Anatolio Pomahuanca aveva tutte le ragioni per odiare i bianchi. Da cent'anni, loro avevano invaso e conquistato il suo mondo e ridotto i suoi antenati alla triste condizione di servi, o comunque cittadini di seconda categoria.
Ci sono stati, sì cambiamenti storici: guerre d' indipendenza, ribellioni e rivoluzioni; i bianchi sono però rimasti sempre coloro che governavano e decidevano tutto, in Perù come nel resto del mondo.
"Adesso viviamo in democrazia", dicevano. "Abbiamo fatto grandi progressi in materia di diritti umani e integrazione", proclamavano.
Quando sentiva ripetere quelle frasi false, Anatolio sorrideva storto. Non erano forse bianchi il presidente, i militari ed i sacerdoti? Qualcuno aveva visto, almeno una volta, un nativo occupare un incarico importante? Se fosse stato in condizioni di farlo, Anatolio avrebbe sputato per terra: tutti i bianchi erano merde.

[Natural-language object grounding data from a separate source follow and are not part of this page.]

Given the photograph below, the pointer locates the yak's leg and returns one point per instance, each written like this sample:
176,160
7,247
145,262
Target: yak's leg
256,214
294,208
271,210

Quello che gli impediva di farlo era il luogo dove si trovava: un cubo metallico, poco illuminato, con controlli e schermi. Era il ponte di commando di una nave spaziale in orbita. Come tutte le altre navi, apparteneva alle Nazioni Unite. La sua missione era di routine, la misura dei venti solari, ma in questo caso presentava un elemento nuovo: Anatolio Pomahuanca era il primo peruviano nello spazio.
Tutto il mondo considerava un onore il suo far parte dell' equipaggio della nave. Lui, però, non si faceva illusioni. Il suo lavoro come ingegnere di mantenimento, era uguale a quello di un impiegato in una stazione di servizio. La nave, costruita con la migliore tecnologia dei bianchi, risultava un immenso meccanismo automatico destinato a condurre un programma seguendo una sequenza precisa di istruzioni.

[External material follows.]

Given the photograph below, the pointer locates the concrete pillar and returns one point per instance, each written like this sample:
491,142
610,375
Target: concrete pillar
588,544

In realtà, tanto Anatolio quanto tutto l'equipaggio erano soltanto passeggeri. Gli strumenti per la navigazione e i comandi avrebbero comunque svolto ogni compito automaticamente.
Sbadigliò. Il suo breve turno sul ponte di commando stava per finire. Aveva svolto tutti i lavori assegnati. Controllare lo schermo, verificare il misuratore, informare sulle coordinate, tutte attività inutili.
Dovevano pur mantenerlo occupato, pensò con amarezza.
Il capitano della nave, che era anche il capo de la missione, entrò nella cabina. Sorrise ossequiosamente ad Anatolio, che rispose annuendo e, svogliato, si alzò.
- Tutto bene, Pomahuanca? - chiese il capitano in perfetto spagnolo. Anatolio odiava i bianchi in genere, e ancora di più quelli che pretendevano di guadagnarsi la sua amicizia e la sua fiducia. Era sempre facile capire le loro intenzioni, smascherare il falso rispetto che nascondeva lo scherno dei bianchi o, peggio ancora, la loro commiserazione per la sua razza.
- Tutto bene, capitano.
- Fino a questo momento, lei si è impegnato nel lavoro. È una grande opportunità per un ingegnere giovane come lei, far parte di questa missione. Molti peruviani vorrebbero occupare il suo posto.
- Si, vero?
Anatolio sapeva che i bianchi erano incapaci di capire lo sdegno che significavano quelle parole. In realtà, sapeva che i bianchi lo consideravano una razza inferiore, una specie di animale che nel passato avevano sfruttato senza pietà e che adesso dovevano trattare meglio. Ma non lo avrebbero mai considerato un loro pari.